Perruthenate

Identifiers
- 3D model (JSmol): Interactive image;

Properties
- Chemical formula: RuO_{4}^{−}
- Molar mass: 165.07 g·mol^{−1}

Structure
- Molecular shape: Tetrahedral

Related compounds
- Other cations: Tetrapropylammonium perruthenate N(C_{3}H_{7})_{4}RuO_{4}
- Related compounds: Ruthenium tetroxide RuO_{4}

= Perruthenate =

Perruthenate is an oxyanion of ruthenium in its +7 oxidation state. It is a mild oxidising agent useful in organic synthesis.

== Properties ==
Perruthenate can be considered as the partially reduced derivative of ruthenium tetroxide. It is a much milder oxidising agent than the unionised compound, but still capable of oxidising a number of compounds via its reduction to ruthenate RuO4(2-).

== Synthesis ==
Perruthenate can be produced as the sodium or potassium salt by reduction of ruthenium tetroxide with alkaline hydroxide:

4 RuO4 + 4 KOH -> 4 KRuO4 + 2 H2O + O2

Both the concentration and temperature of the reduction must be controlled to avoid further reduction to ruthenate:

4 KRuO4 + 4 KOH -> 4 K2RuO4 + 2 H2O + O2

An alternative route can proceed from the oxidation of ruthenate salts by chlorine gas.

Perruthenate can also be produced in situ by the oxidation of aqueous ruthenium trichloride with sodium bromate; this method produces a dark green solution, which can be precipitated with an appropriate cation to yield the corresponding salt.

== Applications ==
Salts of perruthenate with permanently charged cations are used as catalytic reagents for the oxidation of primary and secondary alcohols to aldehydes and ketones respectively. While the perruthenate anion serves as the oxidising agent in this reaction, rather than a true catalyst, it is quickly restored by an appropriate cooxidant such as N-methylmorpholine N-oxide.

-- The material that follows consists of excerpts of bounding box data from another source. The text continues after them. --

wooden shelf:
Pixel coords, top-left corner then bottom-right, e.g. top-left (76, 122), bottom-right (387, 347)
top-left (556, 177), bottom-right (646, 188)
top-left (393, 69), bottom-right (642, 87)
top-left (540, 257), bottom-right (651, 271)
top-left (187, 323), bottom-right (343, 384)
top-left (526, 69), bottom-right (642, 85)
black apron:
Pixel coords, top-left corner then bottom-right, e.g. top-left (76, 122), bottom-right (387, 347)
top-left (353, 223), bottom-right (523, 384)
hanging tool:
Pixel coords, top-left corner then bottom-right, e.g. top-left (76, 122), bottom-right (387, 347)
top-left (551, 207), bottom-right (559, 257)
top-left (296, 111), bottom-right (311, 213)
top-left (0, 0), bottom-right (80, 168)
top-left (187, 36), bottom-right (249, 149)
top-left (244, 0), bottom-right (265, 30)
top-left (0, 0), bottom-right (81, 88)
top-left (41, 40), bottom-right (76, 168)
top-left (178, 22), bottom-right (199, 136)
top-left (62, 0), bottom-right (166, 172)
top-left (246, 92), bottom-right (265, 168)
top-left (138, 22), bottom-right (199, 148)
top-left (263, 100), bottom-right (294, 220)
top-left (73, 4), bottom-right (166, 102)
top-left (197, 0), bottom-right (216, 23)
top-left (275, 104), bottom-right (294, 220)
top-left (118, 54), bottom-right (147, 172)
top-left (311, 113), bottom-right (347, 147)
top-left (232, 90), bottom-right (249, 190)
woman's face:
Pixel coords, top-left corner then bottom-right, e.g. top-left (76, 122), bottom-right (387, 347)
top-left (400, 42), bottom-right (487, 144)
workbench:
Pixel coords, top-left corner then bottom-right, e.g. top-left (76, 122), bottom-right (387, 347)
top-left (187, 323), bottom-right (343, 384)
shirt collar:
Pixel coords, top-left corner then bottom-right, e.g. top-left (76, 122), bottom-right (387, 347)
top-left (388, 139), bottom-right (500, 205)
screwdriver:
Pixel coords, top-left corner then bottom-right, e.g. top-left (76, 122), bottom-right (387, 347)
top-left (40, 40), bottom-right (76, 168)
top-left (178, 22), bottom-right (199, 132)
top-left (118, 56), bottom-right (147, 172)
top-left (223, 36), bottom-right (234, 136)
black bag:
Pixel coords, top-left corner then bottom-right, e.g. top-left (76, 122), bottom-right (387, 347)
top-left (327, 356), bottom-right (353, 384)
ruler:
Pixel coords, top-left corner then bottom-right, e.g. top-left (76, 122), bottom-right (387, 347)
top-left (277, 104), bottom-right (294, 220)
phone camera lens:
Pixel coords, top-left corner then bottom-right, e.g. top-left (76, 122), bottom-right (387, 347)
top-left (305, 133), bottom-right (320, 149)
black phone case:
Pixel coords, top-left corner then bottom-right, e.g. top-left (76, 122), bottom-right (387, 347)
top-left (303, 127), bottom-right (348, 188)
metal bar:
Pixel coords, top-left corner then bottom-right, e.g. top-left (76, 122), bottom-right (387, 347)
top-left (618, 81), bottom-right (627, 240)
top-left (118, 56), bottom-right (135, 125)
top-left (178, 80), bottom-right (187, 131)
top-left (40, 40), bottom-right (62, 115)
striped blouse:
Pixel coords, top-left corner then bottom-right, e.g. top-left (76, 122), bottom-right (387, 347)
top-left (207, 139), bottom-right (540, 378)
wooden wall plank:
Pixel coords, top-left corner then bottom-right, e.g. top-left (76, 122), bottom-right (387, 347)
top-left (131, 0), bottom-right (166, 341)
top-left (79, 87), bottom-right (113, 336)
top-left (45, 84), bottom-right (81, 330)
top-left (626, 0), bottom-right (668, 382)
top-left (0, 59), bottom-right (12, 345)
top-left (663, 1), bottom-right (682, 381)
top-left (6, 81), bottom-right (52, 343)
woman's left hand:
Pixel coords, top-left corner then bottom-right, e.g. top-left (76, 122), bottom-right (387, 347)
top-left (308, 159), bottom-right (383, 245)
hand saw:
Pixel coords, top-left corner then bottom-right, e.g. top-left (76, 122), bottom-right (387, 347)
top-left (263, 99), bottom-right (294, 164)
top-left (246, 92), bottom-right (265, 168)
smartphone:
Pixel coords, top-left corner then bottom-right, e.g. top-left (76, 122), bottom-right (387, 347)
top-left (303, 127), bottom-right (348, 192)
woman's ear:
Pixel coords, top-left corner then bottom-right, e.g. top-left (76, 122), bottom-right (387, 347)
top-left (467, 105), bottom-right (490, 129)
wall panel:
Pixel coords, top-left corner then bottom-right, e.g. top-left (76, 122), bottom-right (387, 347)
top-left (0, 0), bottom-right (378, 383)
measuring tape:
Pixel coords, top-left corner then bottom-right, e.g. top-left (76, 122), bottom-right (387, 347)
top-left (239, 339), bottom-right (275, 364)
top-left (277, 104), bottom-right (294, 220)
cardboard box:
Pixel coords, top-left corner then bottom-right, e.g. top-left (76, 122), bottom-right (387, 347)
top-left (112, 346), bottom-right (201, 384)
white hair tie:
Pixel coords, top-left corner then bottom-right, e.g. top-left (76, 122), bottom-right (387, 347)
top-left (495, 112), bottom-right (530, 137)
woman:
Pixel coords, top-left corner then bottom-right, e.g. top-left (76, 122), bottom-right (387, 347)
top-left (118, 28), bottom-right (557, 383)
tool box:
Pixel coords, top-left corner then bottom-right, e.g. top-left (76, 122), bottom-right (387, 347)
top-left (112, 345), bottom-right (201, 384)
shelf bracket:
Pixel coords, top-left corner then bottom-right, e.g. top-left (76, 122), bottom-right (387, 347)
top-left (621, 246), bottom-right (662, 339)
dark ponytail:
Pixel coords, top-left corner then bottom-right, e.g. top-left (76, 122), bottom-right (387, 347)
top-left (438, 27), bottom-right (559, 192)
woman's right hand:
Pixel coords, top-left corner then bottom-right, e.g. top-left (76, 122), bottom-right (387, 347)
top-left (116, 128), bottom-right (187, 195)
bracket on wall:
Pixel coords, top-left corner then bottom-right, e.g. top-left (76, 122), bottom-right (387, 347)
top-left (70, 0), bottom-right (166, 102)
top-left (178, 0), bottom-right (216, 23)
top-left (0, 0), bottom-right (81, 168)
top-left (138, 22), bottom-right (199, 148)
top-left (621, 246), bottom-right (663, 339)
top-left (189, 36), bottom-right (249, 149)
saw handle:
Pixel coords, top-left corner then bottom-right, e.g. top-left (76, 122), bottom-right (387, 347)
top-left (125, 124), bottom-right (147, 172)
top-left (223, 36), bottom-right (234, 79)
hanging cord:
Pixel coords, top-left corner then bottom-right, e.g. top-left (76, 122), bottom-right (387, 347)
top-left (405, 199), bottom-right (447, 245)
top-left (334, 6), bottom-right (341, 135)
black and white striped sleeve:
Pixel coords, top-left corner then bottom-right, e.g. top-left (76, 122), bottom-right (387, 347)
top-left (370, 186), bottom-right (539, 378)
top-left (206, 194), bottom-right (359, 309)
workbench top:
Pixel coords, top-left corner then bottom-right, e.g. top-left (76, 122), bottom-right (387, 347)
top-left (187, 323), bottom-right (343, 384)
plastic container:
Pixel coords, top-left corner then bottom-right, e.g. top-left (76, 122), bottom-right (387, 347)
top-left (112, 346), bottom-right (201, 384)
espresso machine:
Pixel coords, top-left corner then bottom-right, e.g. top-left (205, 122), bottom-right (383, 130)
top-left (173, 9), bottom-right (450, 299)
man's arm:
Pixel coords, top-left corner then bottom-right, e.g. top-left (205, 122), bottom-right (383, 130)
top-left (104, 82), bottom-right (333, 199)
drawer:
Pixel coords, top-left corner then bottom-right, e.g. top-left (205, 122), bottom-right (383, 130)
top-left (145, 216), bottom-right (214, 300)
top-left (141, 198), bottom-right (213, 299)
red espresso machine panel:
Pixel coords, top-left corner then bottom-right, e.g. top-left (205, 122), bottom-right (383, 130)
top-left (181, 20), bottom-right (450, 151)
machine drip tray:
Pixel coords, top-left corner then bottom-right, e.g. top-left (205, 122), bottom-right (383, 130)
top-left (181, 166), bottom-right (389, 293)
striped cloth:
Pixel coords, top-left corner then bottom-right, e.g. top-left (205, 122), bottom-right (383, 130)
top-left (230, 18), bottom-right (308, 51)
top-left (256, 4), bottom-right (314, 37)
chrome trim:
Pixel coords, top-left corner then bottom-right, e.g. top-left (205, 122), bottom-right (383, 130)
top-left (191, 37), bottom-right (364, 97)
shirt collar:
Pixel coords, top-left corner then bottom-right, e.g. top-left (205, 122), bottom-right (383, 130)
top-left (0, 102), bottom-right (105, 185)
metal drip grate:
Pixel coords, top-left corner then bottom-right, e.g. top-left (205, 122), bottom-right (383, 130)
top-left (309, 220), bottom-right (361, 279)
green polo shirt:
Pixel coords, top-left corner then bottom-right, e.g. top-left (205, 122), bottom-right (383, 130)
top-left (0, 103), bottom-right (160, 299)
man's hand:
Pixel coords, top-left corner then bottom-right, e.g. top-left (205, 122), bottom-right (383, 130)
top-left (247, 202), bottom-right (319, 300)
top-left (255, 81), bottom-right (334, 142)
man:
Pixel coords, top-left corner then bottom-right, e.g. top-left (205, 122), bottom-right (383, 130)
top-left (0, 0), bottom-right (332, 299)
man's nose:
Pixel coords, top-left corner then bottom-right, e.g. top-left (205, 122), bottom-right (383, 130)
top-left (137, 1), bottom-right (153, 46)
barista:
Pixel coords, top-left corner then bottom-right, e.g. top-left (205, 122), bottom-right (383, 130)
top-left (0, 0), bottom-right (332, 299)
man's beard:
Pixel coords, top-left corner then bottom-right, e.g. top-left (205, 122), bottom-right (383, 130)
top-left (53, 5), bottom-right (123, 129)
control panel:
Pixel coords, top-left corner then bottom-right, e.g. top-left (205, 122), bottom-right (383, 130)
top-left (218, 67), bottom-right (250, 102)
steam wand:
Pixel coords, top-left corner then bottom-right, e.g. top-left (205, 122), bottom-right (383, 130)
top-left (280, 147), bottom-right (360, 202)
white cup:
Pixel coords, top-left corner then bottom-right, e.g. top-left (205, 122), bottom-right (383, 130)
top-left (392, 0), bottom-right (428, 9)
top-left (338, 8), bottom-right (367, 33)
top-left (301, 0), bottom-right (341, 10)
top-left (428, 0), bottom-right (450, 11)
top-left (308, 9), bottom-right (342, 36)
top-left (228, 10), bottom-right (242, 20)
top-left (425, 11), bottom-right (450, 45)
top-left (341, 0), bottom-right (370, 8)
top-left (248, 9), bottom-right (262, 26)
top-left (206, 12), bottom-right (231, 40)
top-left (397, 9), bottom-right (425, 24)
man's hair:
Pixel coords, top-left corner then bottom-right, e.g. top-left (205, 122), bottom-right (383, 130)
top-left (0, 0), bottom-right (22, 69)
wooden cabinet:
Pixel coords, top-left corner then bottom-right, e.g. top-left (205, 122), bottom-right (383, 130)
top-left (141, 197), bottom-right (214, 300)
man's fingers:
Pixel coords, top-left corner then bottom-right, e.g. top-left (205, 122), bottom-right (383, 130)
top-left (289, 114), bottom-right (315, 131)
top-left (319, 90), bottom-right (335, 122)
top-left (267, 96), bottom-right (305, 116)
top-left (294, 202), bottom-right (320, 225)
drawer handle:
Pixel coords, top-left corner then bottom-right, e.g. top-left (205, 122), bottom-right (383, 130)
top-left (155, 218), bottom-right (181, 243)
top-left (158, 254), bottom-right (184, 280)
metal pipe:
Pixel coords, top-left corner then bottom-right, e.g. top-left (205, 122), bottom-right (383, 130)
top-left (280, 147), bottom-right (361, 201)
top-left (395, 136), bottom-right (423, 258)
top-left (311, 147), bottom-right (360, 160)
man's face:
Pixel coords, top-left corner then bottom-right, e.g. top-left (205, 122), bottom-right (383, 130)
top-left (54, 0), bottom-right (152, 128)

Tetrapropylammonium perruthenate (TPAP) is the most widely used of these reagents, though some alternatives have been proposed which offer greater longevity and temperature stability. Some notable alternate perruthenates are the triphenylphosphine derivatives, such as the salts of isoamyltriphenylphosphonium (ATP3), methyltriphenylphosphonium (MTP3), and tetraphenylphosphonium (TP3).